Ce qui précède explique le rapport entre le FI et l’ANL. Il est intéressant de noter qu’une théorie portant sur comment apprendre à communiquer dans une langue seconde, l’ANL, est née d’expériences en salle de classe, menées par des enseignants. L’ANL ne découle pas d’hypothèses faites par des didacticiens en milieu universitaire, même si des recherches de neurolinguistes la soutiennent.
Les recherches à poursuivre
Il y a encore des recherches à faire pour continuer à mieux comprendre comment développer la communication spontanée chez nos apprenants, de tout milieu et de tout âge. Parmi ces questions, il y a le rôle de l’enseignant, et le volume d’intensité requise pour les âges différents.

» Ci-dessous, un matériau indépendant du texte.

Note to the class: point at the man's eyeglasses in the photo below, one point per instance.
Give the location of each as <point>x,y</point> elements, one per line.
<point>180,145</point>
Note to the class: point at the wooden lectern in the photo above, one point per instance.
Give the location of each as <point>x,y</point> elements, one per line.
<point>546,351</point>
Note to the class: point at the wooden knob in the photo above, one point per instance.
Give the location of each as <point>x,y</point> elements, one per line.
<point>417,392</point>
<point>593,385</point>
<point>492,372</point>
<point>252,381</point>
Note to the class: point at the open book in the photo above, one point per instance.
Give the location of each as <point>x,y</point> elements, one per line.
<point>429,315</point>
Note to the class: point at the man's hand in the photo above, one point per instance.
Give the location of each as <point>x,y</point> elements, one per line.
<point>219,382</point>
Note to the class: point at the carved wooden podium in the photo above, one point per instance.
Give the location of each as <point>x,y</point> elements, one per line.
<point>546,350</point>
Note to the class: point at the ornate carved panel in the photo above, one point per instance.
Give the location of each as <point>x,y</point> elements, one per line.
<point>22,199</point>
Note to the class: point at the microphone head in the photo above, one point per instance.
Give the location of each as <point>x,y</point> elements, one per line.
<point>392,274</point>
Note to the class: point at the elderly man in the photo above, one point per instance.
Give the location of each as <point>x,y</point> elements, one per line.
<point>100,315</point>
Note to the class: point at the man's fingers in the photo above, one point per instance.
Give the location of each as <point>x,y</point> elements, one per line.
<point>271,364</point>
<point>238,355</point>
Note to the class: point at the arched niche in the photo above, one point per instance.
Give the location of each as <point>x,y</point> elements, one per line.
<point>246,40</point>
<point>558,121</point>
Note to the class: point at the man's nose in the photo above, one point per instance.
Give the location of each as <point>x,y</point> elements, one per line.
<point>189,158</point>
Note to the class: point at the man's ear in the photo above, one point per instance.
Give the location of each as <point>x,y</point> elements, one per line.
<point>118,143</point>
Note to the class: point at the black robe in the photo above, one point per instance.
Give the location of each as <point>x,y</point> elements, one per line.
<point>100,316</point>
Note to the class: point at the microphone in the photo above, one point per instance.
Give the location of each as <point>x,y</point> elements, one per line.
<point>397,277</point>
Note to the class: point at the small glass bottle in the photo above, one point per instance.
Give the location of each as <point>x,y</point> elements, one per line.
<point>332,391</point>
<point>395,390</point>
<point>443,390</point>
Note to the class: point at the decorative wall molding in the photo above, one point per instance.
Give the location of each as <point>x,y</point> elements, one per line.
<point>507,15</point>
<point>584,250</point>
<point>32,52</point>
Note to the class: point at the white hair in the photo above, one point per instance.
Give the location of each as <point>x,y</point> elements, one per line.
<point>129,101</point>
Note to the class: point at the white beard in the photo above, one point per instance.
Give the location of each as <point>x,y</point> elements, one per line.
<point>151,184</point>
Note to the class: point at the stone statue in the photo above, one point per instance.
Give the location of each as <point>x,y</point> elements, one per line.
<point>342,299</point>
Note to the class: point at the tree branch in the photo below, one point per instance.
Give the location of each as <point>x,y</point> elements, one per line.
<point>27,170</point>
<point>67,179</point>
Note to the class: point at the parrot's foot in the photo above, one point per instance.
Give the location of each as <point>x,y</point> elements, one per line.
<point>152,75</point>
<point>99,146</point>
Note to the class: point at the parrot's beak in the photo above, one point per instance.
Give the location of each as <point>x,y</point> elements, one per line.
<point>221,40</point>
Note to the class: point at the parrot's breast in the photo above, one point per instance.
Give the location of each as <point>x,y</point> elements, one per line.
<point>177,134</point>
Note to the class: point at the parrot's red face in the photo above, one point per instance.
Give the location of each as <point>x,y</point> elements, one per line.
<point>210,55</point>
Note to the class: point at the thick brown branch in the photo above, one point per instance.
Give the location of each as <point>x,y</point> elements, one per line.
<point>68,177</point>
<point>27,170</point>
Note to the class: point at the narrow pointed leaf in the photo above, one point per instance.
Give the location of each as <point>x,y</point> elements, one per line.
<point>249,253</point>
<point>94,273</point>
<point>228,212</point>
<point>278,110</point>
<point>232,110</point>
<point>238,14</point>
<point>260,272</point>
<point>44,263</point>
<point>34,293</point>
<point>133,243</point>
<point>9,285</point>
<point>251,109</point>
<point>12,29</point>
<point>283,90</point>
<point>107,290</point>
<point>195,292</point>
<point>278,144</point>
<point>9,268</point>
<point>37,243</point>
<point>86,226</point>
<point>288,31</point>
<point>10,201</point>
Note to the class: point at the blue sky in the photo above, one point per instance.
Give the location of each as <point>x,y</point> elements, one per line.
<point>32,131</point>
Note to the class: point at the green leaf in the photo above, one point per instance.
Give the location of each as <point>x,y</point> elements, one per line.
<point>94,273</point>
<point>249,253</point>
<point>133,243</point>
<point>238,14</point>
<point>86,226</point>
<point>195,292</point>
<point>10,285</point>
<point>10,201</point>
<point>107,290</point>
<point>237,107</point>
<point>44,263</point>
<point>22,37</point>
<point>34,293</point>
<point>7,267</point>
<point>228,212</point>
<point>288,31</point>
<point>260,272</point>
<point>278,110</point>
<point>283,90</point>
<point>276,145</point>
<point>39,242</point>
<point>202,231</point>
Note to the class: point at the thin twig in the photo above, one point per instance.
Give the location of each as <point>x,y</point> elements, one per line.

Dans nos recherches, nous avons trouvé que, plus l’apprenant est âgé, moins l’intensité est nécessaire. Ce constat a un lien avec le développement cognitif de l’apprenant. Pour plus de suggestions pour les recherches à poursuivre, voir le site web du FI7.
L’état actuel du FI
Pour conclure concernant le lien entre le développement de l’ANL et son rapport avec le FI, il faut dire que le FI n’a pas remplacé le français de base, sauf dans la province du Nouveau-Brunswick, au Canada. Néanmoins, le programme continue d’être utilisé dans plusieurs provinces et territoires du Canada. Il est aussi adapté pour son utilisation dans d’autres programmes, comme le français de base régulier et l’immersion, qui adoptent les stratégies et les principes de l’ANL afin d’améliorer ces programmes. On se sert également des stratégies pour l’enseignement basé sur des ressources pédagogiques conçues pour des programmes traditionnels, et ce, parfois, sans aucune intensité. Il faut comprendre que l’application des stratégies en contexte non intensif peut apporter une certaine augmentation de la motivation des apprenants pour une période de temps, mais il est difficile, sinon impossible, ainsi d’atteindre un niveau de communication spontanée.

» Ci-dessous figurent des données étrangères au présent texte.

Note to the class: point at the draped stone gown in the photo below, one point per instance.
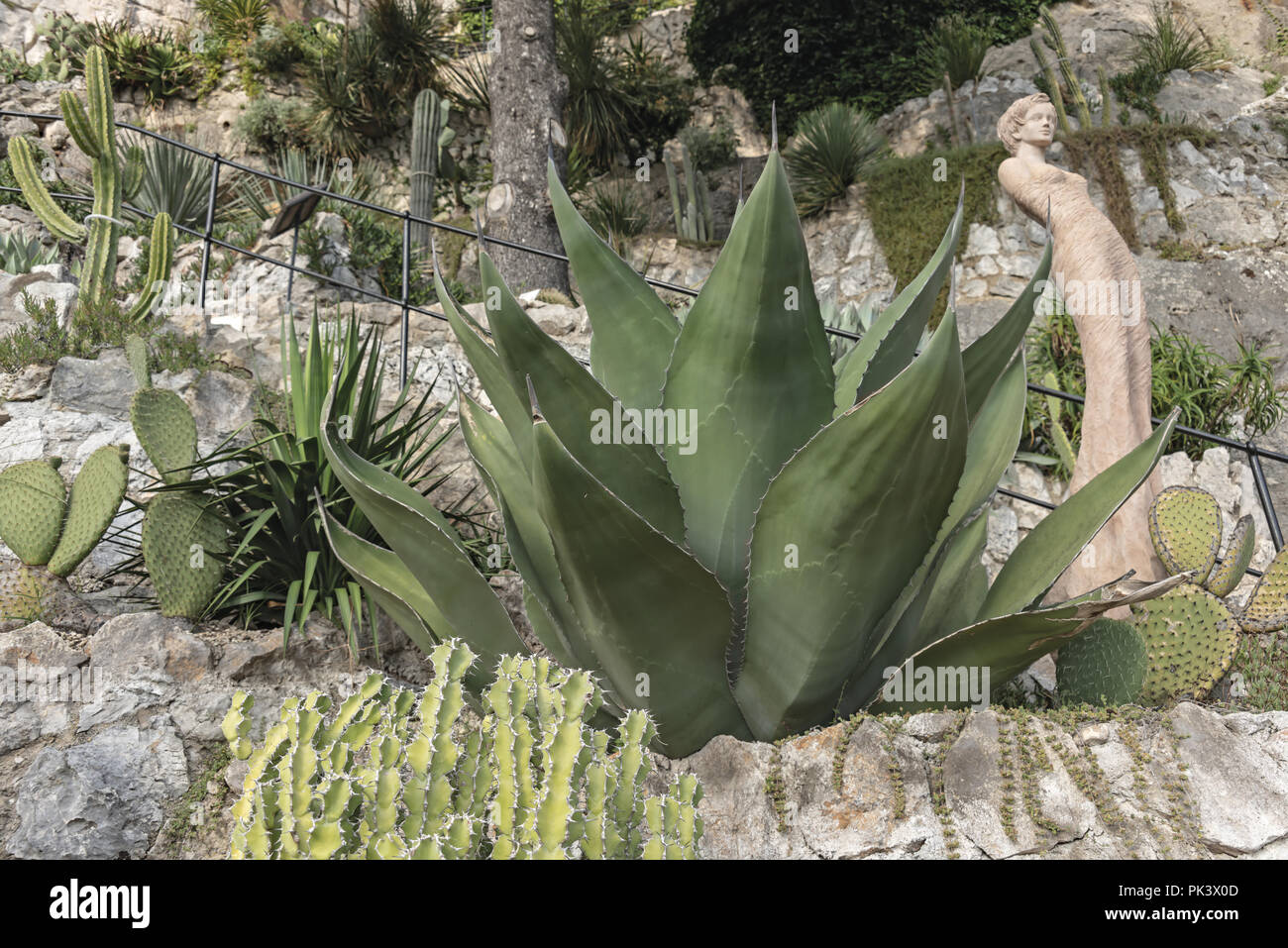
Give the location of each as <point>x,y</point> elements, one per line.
<point>1091,261</point>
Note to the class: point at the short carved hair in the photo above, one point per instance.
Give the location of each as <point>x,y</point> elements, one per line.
<point>1014,117</point>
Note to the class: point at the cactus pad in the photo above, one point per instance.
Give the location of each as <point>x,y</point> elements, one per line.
<point>183,548</point>
<point>1106,665</point>
<point>33,505</point>
<point>25,590</point>
<point>137,355</point>
<point>1237,556</point>
<point>1267,605</point>
<point>166,430</point>
<point>1185,526</point>
<point>95,497</point>
<point>1190,638</point>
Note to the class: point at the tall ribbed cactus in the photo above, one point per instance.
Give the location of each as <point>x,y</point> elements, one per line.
<point>691,206</point>
<point>181,539</point>
<point>51,532</point>
<point>393,777</point>
<point>429,137</point>
<point>115,180</point>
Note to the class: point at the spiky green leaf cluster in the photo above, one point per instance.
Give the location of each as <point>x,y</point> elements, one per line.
<point>390,777</point>
<point>733,533</point>
<point>51,531</point>
<point>115,179</point>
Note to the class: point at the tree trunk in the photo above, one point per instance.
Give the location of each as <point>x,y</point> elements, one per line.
<point>528,94</point>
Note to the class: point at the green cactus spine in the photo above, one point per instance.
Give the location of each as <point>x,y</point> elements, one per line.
<point>94,133</point>
<point>50,532</point>
<point>1106,665</point>
<point>391,776</point>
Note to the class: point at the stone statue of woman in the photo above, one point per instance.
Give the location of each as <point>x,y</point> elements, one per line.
<point>1098,279</point>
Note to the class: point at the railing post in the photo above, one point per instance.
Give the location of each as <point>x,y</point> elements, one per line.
<point>210,231</point>
<point>406,300</point>
<point>1267,506</point>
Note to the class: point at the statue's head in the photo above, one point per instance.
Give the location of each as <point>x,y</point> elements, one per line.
<point>1029,120</point>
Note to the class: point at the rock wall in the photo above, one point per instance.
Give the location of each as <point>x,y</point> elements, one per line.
<point>997,785</point>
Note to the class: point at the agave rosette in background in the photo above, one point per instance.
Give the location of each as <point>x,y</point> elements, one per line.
<point>818,526</point>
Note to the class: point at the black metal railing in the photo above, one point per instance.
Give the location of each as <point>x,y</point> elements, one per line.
<point>1254,454</point>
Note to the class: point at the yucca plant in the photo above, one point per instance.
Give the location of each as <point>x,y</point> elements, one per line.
<point>734,535</point>
<point>268,491</point>
<point>832,147</point>
<point>20,254</point>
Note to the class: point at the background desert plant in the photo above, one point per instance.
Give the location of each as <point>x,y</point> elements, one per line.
<point>832,147</point>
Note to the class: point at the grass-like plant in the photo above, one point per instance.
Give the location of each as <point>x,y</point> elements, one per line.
<point>832,147</point>
<point>1186,373</point>
<point>958,47</point>
<point>269,491</point>
<point>20,254</point>
<point>616,210</point>
<point>236,21</point>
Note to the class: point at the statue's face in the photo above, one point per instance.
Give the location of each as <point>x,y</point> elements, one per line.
<point>1038,127</point>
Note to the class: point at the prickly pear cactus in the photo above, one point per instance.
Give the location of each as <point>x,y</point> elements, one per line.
<point>1106,665</point>
<point>389,776</point>
<point>50,532</point>
<point>1237,556</point>
<point>1190,638</point>
<point>161,420</point>
<point>1267,605</point>
<point>1185,526</point>
<point>183,548</point>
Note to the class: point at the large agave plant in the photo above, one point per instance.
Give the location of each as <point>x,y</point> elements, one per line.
<point>819,527</point>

Le FI est également devenu un modèle pour le développement de programmes basés sur l’ANL pour d’autres langues et d’autres publics. Il y a maintenant des programmes pour des langues autochtones au Canada, par exemple, le mohawk et le cri, ainsi que pour d’autres langues comme l’espagnol, le mandarin et le japonais. L’intérêt suscité par le nouveau paradigme, l’ANL, vient surtout du fait que les apprenants de tout âge et de tous milieux deviennent capables de communiquer spontanément dans la langue seconde ciblée. L’évolution de la capacité de communiquer est documentée, car nous avons testé des centaines d’apprenants, à l’oral, depuis des années maintenant, et toujours avec des résultats positifs.